The owners of an Edina split-level home wanted additional daylight and more connection to the outdoors. A renovation included three box-style additions off the back in order to reimagine or extend key spaces: a screen porch, primary bedroom and en suite.
And for a young family with two active girls, a simple stair would not suffice when going out the back door and into the yard. Instead, a slide is the perfect method of transport.
Now Dixie, a 3-month-old dachshund that is the newest member of the Figueroa family, gets her turn to discover the joys of scooting down the new slide built off the back door of their renovated house. The pooch will have gleeful guides.
"I've gone down it once, and it's surprisingly fast," said Meghan Figueroa, mother of the clan. "Who knows, the girls might be training Dixie to go down soon."
The girls would be Penny, 11, and Mia, 9, daughters of Meghan and husband Patrick, who refurbished their mid-'60s Edina split-level with their kids in mind.
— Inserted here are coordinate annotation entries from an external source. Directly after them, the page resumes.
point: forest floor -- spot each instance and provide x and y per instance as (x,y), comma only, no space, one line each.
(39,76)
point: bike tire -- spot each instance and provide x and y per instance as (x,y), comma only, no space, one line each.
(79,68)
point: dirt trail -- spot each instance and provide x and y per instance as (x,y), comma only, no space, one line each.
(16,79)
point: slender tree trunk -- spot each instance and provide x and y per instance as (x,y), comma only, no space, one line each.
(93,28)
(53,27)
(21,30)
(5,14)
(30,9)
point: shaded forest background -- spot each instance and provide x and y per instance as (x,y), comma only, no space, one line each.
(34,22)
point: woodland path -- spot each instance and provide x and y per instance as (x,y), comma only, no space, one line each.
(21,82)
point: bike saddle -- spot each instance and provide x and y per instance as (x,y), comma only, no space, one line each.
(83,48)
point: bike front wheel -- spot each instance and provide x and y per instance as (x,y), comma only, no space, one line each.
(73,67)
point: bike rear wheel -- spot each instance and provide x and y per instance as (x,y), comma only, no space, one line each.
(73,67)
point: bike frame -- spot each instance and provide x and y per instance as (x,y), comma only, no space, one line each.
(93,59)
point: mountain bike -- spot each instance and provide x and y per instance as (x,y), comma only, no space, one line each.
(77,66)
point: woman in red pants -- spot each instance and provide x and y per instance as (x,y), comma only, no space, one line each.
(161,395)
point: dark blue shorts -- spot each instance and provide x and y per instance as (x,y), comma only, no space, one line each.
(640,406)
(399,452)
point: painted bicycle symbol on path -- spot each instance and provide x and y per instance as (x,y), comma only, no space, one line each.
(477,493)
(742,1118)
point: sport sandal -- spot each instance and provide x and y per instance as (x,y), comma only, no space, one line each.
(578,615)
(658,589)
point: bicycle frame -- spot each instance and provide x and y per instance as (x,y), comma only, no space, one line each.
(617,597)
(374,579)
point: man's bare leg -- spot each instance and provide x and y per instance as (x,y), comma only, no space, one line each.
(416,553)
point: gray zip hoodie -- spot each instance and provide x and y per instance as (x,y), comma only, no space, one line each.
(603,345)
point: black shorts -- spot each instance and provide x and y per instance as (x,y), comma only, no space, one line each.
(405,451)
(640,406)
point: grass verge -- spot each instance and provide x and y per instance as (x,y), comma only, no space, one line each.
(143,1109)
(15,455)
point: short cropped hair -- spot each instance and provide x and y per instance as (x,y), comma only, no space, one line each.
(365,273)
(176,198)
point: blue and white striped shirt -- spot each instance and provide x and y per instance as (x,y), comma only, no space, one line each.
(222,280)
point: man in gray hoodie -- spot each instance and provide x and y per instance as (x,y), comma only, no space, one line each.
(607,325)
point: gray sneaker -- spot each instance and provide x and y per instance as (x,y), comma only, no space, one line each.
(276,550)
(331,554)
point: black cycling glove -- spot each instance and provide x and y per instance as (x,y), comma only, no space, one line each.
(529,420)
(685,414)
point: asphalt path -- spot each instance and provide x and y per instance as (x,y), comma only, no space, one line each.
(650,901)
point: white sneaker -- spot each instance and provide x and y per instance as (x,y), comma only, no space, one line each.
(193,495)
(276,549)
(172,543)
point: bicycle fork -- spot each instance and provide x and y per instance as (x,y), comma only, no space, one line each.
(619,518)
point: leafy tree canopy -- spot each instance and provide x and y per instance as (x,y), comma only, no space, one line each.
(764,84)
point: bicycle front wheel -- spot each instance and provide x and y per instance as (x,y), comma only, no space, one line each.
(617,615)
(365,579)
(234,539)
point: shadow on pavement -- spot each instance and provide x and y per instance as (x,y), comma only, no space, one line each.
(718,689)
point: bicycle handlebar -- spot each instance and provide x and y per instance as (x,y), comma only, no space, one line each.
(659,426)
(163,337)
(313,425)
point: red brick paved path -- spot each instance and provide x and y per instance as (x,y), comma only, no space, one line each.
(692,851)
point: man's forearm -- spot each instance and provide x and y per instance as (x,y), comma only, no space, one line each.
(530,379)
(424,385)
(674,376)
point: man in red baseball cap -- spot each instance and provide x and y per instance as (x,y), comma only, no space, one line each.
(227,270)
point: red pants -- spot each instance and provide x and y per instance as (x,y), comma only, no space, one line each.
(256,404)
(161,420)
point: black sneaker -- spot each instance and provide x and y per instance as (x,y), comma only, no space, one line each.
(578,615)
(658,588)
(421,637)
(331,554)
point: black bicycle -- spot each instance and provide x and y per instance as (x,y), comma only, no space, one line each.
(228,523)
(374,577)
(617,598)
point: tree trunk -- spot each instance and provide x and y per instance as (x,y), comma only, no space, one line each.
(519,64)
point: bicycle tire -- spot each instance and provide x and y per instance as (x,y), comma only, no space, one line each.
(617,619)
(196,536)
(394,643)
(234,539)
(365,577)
But the slide is not just a frolicsome feature.
It is like the cherry on top of a renovation that solves all the issues they wanted to address to turn their house into a forever home: an elevated screen porch that had become their favorite room but that was tattered and rickety; an owners' bedroom and bath that were outdated and inadequate; and a main floor that was disconnected from the backyard.
The family tapped architect Ben Awes of CityDesk Studio to do an efficient remodeling that harmonized all their wishes without duplicative upsizing. That project, playfully called Slip and Slide, is a winner of the Home of the Month contest, a collaboration between the American Institute of Architects-Minnesota and the Star Tribune.
"The renovation is so personalized, it's exactly how we want to live," Patrick said. "There's something very Zen about it."